The experience of dealing with harsh and unresponsive authorities during this crisis impacted Rosen deeply. As she stated, “People shouldn’t be treated this way.”  By contrast, receiving kind and caring supportive services from neighbors, who were at that time strangers, taught her that “Strangers will go out of their way to help strangers.”

Rosen made up her mind to become a social worker but shifted her career direction towards public policy after completing an externship in an honors program while a student studying sociology and urban studies at Hunter College in New York City.

She’d been selected for the college’s Public Services Scholar Program. It was insight gained during her assignment to the New York City Council’s Committee on General Welfare that persuaded her she could have greater impact on policy as an attorney.

Rosen graduated from Benjamin Cardozzo Law School and accepted a position with the Department of Homeless Services (DHS) in New York City. She ran the Emergency Assistance Unit, which provides shelter to homeless families and adults. According to Rosen, “It was an operational position on the family side… I did not want to go into corporate law.”

After several years at DHS, Rosen was contacted in 1999 by Roseanne Haggerty, founder of Common Ground, and asked to become Director of the Prince George Hotel, Common Ground’s then newest supportive housing development.  Rosen has been with the organization ever since.

Common Ground is New York City’s largest developer of supportive housing and is an award-winning property manager.  While housing stability is often tenuous for the population it serves, Common Ground reports an astonishing 95% retention rate which the organization attributes to its provision of intensive supportive services individually tailored to each tenant. Less than 1% of tenants have been evicted; approximately 4% move on to private housing.

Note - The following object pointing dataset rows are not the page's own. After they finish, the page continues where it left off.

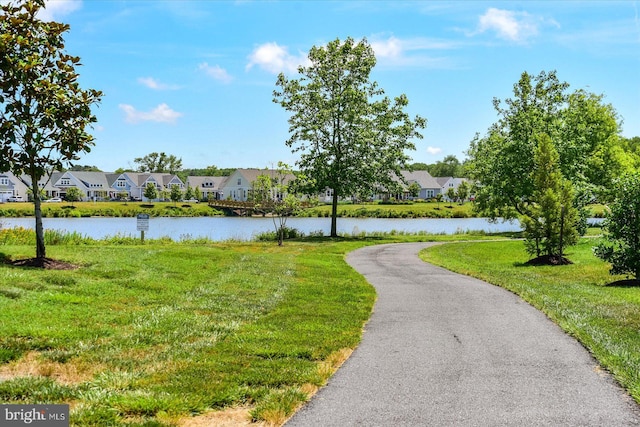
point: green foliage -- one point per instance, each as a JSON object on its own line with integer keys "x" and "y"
{"x": 158, "y": 163}
{"x": 43, "y": 111}
{"x": 577, "y": 297}
{"x": 176, "y": 193}
{"x": 550, "y": 221}
{"x": 151, "y": 191}
{"x": 582, "y": 128}
{"x": 621, "y": 247}
{"x": 350, "y": 137}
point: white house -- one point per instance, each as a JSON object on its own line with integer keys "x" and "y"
{"x": 239, "y": 184}
{"x": 207, "y": 186}
{"x": 11, "y": 186}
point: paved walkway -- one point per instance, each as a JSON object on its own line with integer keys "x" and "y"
{"x": 443, "y": 349}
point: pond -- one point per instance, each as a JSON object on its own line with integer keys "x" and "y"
{"x": 238, "y": 228}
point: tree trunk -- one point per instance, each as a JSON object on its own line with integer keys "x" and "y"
{"x": 40, "y": 249}
{"x": 334, "y": 214}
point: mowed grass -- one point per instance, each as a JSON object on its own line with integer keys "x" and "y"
{"x": 580, "y": 297}
{"x": 155, "y": 334}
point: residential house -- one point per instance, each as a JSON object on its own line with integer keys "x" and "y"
{"x": 93, "y": 186}
{"x": 239, "y": 184}
{"x": 450, "y": 182}
{"x": 135, "y": 183}
{"x": 208, "y": 186}
{"x": 11, "y": 186}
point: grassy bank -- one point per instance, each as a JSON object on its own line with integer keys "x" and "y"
{"x": 578, "y": 297}
{"x": 108, "y": 209}
{"x": 421, "y": 209}
{"x": 155, "y": 333}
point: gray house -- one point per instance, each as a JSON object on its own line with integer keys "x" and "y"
{"x": 11, "y": 187}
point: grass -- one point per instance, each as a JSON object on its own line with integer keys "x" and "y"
{"x": 418, "y": 209}
{"x": 155, "y": 333}
{"x": 578, "y": 297}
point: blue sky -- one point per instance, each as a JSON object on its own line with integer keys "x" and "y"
{"x": 195, "y": 78}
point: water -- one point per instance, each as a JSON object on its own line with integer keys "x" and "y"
{"x": 237, "y": 228}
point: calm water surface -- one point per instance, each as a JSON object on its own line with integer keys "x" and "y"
{"x": 227, "y": 228}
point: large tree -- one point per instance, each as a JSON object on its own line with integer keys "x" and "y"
{"x": 159, "y": 163}
{"x": 621, "y": 245}
{"x": 44, "y": 113}
{"x": 351, "y": 138}
{"x": 581, "y": 127}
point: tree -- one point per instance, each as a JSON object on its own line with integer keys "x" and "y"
{"x": 351, "y": 138}
{"x": 158, "y": 163}
{"x": 176, "y": 193}
{"x": 414, "y": 189}
{"x": 451, "y": 195}
{"x": 43, "y": 111}
{"x": 621, "y": 246}
{"x": 449, "y": 166}
{"x": 190, "y": 193}
{"x": 73, "y": 195}
{"x": 550, "y": 224}
{"x": 581, "y": 129}
{"x": 151, "y": 191}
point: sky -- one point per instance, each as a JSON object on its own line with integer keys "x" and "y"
{"x": 195, "y": 78}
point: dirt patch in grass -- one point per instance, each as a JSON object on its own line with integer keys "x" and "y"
{"x": 549, "y": 260}
{"x": 629, "y": 283}
{"x": 45, "y": 263}
{"x": 32, "y": 365}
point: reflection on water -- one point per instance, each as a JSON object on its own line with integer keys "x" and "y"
{"x": 235, "y": 228}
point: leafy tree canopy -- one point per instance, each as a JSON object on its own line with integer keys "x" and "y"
{"x": 350, "y": 137}
{"x": 44, "y": 113}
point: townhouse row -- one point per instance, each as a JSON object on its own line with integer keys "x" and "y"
{"x": 99, "y": 186}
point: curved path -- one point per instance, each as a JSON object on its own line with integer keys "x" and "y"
{"x": 443, "y": 349}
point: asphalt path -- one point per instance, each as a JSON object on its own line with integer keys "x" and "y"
{"x": 442, "y": 349}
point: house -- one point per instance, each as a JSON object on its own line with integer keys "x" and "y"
{"x": 428, "y": 185}
{"x": 132, "y": 184}
{"x": 239, "y": 184}
{"x": 92, "y": 185}
{"x": 11, "y": 186}
{"x": 208, "y": 186}
{"x": 450, "y": 182}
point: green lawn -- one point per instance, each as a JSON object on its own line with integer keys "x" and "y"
{"x": 109, "y": 209}
{"x": 578, "y": 297}
{"x": 158, "y": 332}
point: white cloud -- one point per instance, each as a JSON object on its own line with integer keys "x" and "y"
{"x": 413, "y": 52}
{"x": 55, "y": 9}
{"x": 216, "y": 72}
{"x": 514, "y": 26}
{"x": 275, "y": 59}
{"x": 154, "y": 84}
{"x": 161, "y": 114}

Common Ground’s housing costs approximately $36 per night to operate, significantly less than public expenditures of $54 per night for a city shelter bed, $74 for a state prison cell, $164 for a city jail cell, $467 for a psychiatric bed and $1,185 for a hospital bed.

With homelessness growing across our country in recent years, especially in our nation’s suburban and rural areas, it will be fascinating to learn what new initiatives Common Ground will launch under Brenda Rosen’s client-centered and humanitarian stewardship.

We anticipate that the organization will continue to exceed performance expectations as it brings even more disenfranchised homeless, disabled, elderly and low income people into safe, supportive housing environments where those who need it receive individualized assistance in rebuilding their lives.